Non mi è bastato perché quella dell’imberbe paraglider potrebbe trasformarsi in un’idea vantaggiosamente sfruttabile da entità turistiche di varia gamma. Semplicemente (si fa per dire) facendo leva sulle sensazioni evocate dai rumori ‘in presa diretta’. De Blic propone quelli del volo, ma potrebbero essere quelli percepiti durante una nuotata, una cavalcata, una passeggiata, oppure nel corso di una visita a un centro termale, a un parco naturale o di divertimenti.

Funzionerebbe? L’ho chiesto a Maria Grazia Turri economista esperta in neuroscienze, che garantisce il risultato basandosi su saldi quanto affascinanti riscontri oggettivi.

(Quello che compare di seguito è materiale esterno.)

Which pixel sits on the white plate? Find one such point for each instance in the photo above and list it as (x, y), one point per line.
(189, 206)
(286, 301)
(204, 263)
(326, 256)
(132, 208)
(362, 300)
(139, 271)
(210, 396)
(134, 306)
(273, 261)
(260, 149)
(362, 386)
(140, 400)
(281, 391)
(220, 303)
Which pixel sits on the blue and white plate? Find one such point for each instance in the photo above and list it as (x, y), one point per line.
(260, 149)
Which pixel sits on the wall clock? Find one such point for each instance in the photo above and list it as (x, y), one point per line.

“Le neuroscienze – dice –, hanno dimostrato attraverso il functional brain imaging che quando ascoltiamo musica e suoni, praticamente l’intero cervello è coinvolto”.
E spiega anche perché. “Milioni di anni fa, quando il nostro pianeta era giovane e dell’essere umano ancora non vi era traccia, la musica della natura fatta di suoni, ritmi, melodie, armonie e timbri esisteva già. Ed è su questa che l’uomo ha modellato prima la propria voce, nel tentativo di imitare il grido degli animali da catturare, poi gli strumenti musicali. I rumori naturali rappresentano insomma il mattone fondamentale delle emozioni e della fantasia, poiché attivano le aree cerebrali  più profonde, che nel processo evolutivo umano hanno dato origine alla sensibilità armonica e melodica”.
E queste aree – dettaglio importantissimo - sono quelle che consentono la memorizzazione emotiva più efficace.

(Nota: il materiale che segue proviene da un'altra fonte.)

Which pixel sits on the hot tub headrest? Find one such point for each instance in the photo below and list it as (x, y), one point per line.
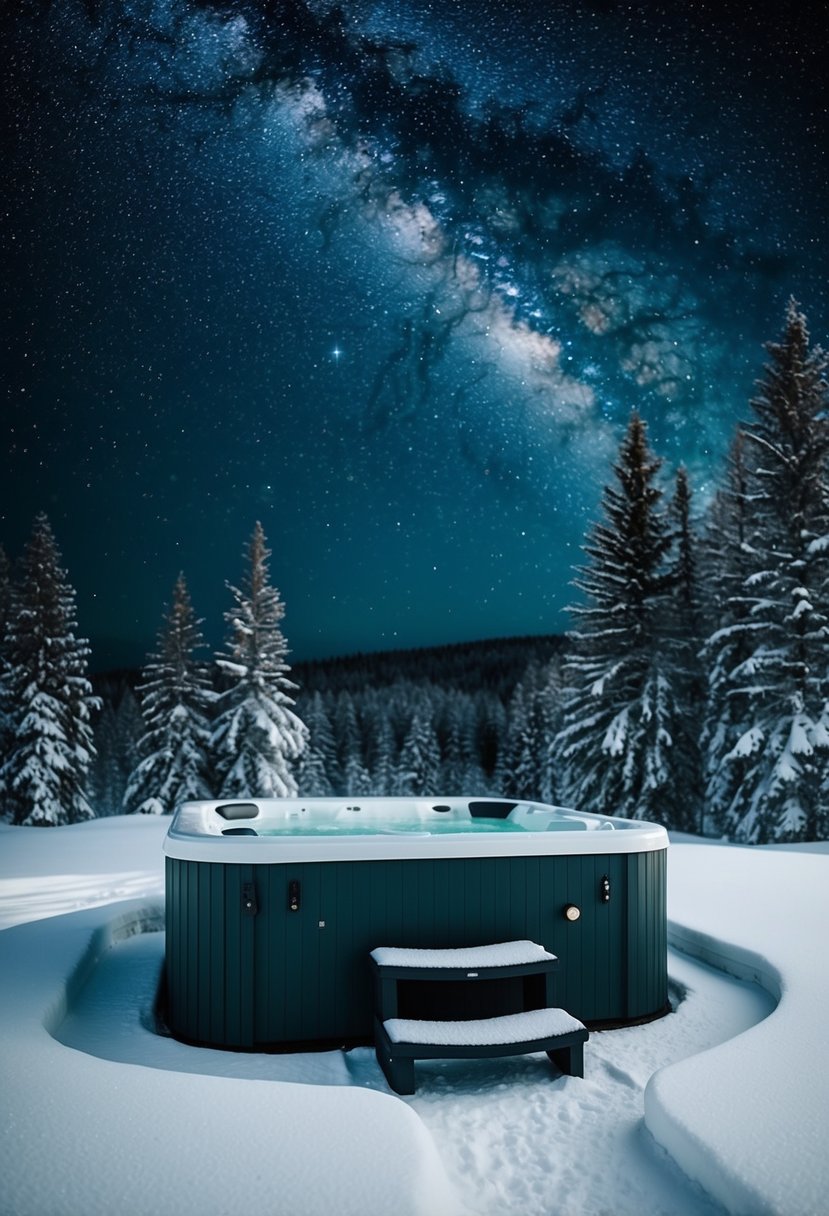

Ciò premesso, va sottolineato che quanto dice Turri non deve trasformarsi in una scusa per imboccare scorciatoie narrative risolvibili con banali e disordinati assemblaggi di rumori.
Lo storytelling acustico deve al contrario essere pianificato come una qualsiasi altra forma di scrittura e organizzato secondo le regole del giusto equilibrio tra spazi scritti, cioè i rumori, e spazi bianchi, cioè i silenzi. Perché i secondi sono importanti almeno quanto i primi.

Affinché il rumore arrivi all’anima – ci ricorda infatti - deve essere intervallato dal silenzio. Che non è assenza di suono, ma pausa che agevola l’ascolto.

Rafforzando la potenza del messaggio.